Son visage exprimait la colère, et je remarquai non sans étonnement qu’il prenait le premier la parole. Presque toujours, quand j’allais chez lui (ce qui, du reste, arrivait très rarement), il restait maussade dans un coin et répondait d’un ton fâché; à la longue seulement il s’animait et trouvait du plaisir à causer. En revanche, au moment des adieux, sa mine redevenait invariablement grincheuse, et, en vous reconduisant, il avait l’air de mettre à la porte un ennemi personnel.
– J’ai bu du thé hier chez cet Alexis Nilitch, observai-je; – il paraît avoir la toquade de l’athéisme.
– L’athéisme russe n’a jamais dépassé le calembour, grommela Chatoff en remplaçant par une bougie neuve le lumignon qui se trouvait dans le chandelier.
– Celui-là ne m’a pas fait l’effet d’un calembouriste, à peine sait-il parler le langage le plus simple.
– Ce sont des hommes de papier; tout cela vient du servilisme de la pensée, reprit Chatoff qui s’était assis sur une chaise dans un coin et tenait ses mains appuyées sur ses genoux.
– Il y a là aussi de la haine, poursuivit-il après une minute de silence; – ils seraient les premiers horriblement malheureux si, tout d’un coup, la Russie se transformait, même dans un sens conforme à leurs vues; si, de façon ou d’autre, elle devenait extrêmement riche et heureuse. Ils n’auraient plus personne à haïr, plus rien à conspuer! Il n’y a là qu’une haine bestiale, immense, pour la Russie, une haine qui s’est infiltrée dans l’organisme… Et c’est une sottise de chercher, sous le rire visible, des larmes invisibles au monde! La phrase concernant ces prétendues larmes invisibles est la plus mensongère qui ait encore été dite chez nous! vociféra-t-il avec une sorte de fureur.

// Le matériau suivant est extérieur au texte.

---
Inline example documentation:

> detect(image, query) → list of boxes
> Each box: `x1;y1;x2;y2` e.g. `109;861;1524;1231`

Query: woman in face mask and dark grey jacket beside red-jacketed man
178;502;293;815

– Allons, vous voilà parti! fis-je en riant.
Chatoff sourit à son tour.
– C’est vrai, vous êtes un «libéral modéré». Vous savez, j’ai peut-être eu tort de parler du «servilisme de la pensée», car vous allez sûrement me répondre: «Parle pour toi qui es né d’un laquais, moi je ne suis pas un domestique.»

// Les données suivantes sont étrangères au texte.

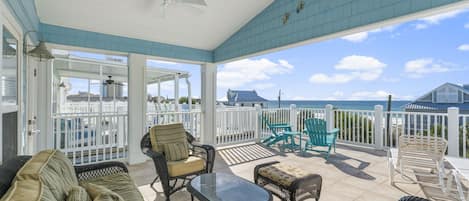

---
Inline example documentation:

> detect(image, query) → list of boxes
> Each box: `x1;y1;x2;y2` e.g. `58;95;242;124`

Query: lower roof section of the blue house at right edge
404;101;469;114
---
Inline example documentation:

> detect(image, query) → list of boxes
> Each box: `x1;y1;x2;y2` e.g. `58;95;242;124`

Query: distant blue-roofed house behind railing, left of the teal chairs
226;89;268;106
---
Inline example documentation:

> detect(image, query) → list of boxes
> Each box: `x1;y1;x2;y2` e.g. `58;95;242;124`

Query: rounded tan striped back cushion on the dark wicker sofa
15;150;78;201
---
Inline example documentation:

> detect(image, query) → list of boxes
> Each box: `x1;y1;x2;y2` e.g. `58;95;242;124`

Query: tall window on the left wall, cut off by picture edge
1;27;18;105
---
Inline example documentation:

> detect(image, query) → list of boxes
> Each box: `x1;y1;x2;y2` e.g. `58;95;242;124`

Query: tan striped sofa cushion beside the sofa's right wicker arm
80;173;143;201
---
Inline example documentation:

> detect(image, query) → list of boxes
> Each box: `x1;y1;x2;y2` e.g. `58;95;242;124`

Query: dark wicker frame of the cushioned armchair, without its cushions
140;124;215;201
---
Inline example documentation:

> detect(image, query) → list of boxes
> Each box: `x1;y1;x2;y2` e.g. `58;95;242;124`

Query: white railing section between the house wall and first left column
52;113;128;164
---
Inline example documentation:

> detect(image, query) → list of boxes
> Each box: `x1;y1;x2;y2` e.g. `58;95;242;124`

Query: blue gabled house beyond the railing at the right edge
404;83;469;114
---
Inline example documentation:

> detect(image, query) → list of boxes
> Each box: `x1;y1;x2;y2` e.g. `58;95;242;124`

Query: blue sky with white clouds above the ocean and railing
65;10;469;100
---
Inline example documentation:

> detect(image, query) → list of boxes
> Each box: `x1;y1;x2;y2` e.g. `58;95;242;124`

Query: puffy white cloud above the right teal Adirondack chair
309;55;386;84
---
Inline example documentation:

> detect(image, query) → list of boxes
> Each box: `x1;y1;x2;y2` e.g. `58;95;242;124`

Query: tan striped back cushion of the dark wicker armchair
150;123;187;152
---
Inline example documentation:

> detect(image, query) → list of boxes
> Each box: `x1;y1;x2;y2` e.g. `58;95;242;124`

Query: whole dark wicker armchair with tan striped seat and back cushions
140;123;215;201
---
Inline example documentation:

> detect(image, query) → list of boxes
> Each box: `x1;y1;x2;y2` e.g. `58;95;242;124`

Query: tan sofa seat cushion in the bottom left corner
0;179;42;201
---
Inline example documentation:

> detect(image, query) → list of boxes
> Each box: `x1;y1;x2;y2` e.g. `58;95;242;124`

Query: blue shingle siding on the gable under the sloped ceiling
214;0;462;62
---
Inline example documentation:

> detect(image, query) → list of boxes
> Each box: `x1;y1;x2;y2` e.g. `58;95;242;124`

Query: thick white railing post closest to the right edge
448;107;459;157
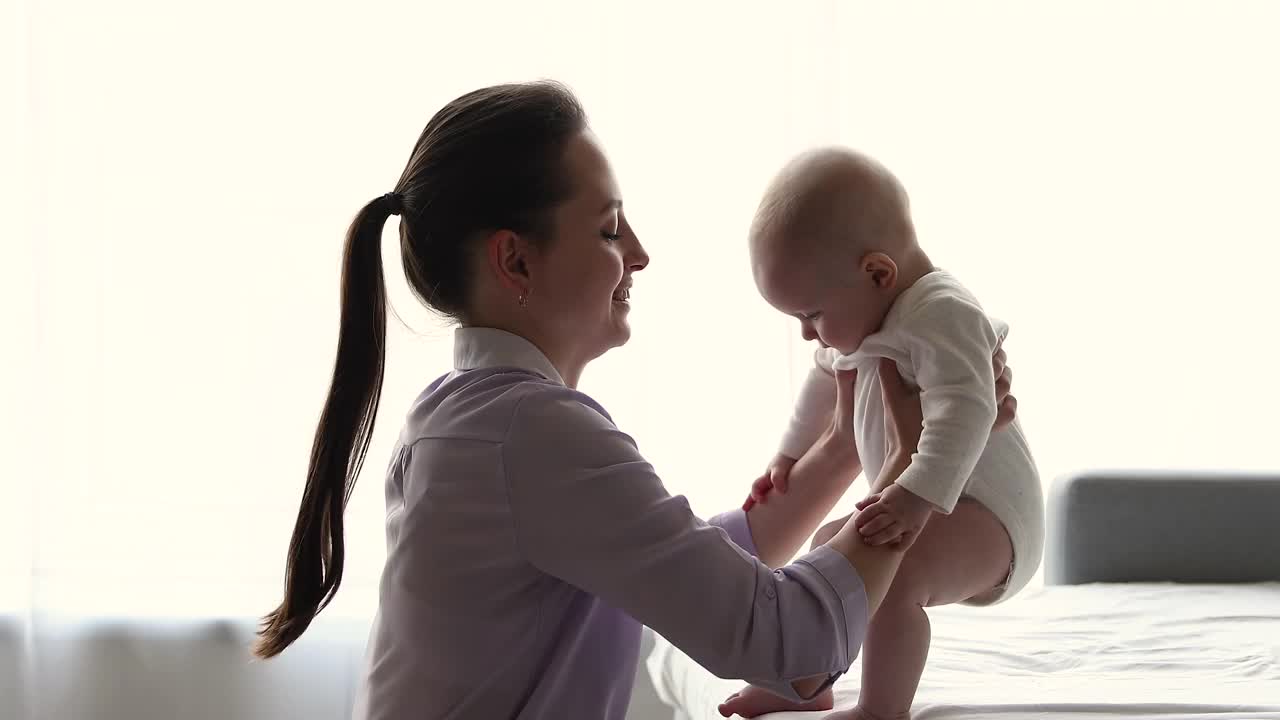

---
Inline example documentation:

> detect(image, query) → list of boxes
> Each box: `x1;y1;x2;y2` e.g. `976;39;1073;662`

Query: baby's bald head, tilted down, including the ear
750;149;929;354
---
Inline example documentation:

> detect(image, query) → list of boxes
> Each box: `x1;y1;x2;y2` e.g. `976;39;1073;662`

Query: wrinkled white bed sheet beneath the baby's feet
648;583;1280;720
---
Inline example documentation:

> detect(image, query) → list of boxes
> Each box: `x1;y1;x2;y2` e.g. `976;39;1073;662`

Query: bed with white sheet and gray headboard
646;473;1280;720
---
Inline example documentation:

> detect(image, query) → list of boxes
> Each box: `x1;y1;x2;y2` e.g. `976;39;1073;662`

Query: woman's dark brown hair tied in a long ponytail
253;82;586;657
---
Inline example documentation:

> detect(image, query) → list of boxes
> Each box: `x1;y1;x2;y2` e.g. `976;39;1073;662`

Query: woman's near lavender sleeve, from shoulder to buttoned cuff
503;388;868;701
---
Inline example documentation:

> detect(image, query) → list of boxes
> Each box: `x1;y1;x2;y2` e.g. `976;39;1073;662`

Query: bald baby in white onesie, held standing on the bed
721;149;1044;720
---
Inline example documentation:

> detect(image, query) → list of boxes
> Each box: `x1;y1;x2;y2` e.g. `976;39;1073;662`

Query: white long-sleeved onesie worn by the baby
781;270;1044;605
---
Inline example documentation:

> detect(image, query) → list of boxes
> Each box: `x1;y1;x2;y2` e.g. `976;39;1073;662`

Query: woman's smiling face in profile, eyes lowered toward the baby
526;131;649;371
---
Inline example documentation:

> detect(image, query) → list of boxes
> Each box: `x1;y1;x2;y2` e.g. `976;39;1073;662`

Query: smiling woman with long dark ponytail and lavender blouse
256;83;1018;719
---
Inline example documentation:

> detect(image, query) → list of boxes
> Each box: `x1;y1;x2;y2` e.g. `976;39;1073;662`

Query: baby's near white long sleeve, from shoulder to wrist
897;297;1000;514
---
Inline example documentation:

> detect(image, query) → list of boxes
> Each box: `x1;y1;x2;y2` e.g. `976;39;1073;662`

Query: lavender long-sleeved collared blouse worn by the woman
355;328;867;720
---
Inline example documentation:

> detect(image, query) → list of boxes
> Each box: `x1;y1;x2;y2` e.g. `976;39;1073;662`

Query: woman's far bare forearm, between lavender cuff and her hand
746;433;861;568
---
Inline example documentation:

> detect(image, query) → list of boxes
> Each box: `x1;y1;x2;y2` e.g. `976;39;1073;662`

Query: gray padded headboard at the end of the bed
1044;470;1280;585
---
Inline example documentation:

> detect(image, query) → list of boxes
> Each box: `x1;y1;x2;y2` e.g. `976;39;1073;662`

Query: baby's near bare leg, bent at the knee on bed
837;498;1014;720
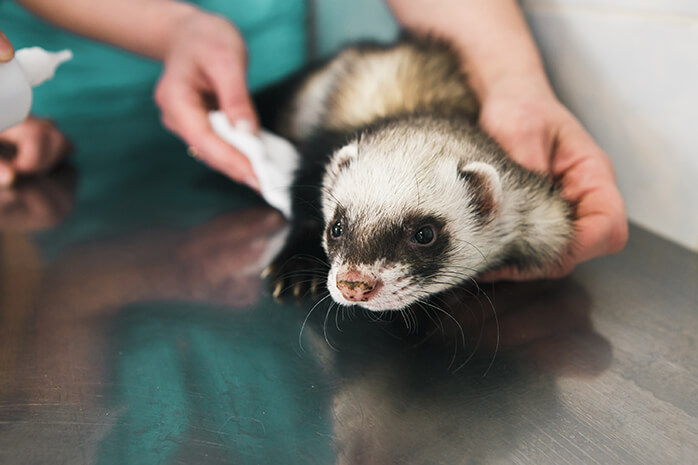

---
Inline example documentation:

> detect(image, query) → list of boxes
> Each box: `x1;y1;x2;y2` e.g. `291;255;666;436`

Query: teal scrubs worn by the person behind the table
0;0;306;121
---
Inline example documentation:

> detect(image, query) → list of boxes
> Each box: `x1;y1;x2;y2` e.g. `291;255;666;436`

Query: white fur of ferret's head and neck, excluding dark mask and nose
322;120;569;310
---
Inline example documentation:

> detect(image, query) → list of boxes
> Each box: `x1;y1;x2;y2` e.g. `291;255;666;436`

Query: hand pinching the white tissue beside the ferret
155;11;260;191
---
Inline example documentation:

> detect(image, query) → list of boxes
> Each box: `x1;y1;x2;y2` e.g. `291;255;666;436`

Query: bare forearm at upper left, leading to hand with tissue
19;0;197;59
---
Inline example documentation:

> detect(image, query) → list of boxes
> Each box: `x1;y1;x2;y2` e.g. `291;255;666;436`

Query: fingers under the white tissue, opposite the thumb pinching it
156;77;259;190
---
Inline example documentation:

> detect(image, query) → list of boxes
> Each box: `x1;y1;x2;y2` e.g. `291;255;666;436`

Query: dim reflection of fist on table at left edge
0;165;76;232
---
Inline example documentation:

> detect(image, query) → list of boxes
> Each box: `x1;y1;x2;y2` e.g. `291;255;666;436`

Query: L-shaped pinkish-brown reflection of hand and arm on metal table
23;207;283;407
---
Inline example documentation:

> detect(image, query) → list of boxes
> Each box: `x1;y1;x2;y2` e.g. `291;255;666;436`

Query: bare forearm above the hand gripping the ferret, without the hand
388;0;551;100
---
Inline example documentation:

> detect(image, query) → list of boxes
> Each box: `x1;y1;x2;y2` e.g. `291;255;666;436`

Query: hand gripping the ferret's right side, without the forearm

– Je ne songeais pas du tout à vous répondre cela, comment pouvez-vous supposer une chose pareille?
– Ne vous excusez pas, je n’ai pas peur de ce que vous pouvez dire. Autrefois je n’étais que le fils d’un laquais, à présent je suis devenu moi-même un laquais, tout comme vous. Le libéral russe est avant tout un laquais, il ne pense qu’à cirer les bottes de quelqu’un.
– Comment, les bottes? Qu’est-ce que c’est que cette figure?
– Il n’y a point là de figure. Vous riez, je le vois… Stépan Trophimovitch ne s’est pas trompé en me représentant comme un homme écrasé sous une pierre dont il s’efforce de secouer le poids; la comparaison est très juste.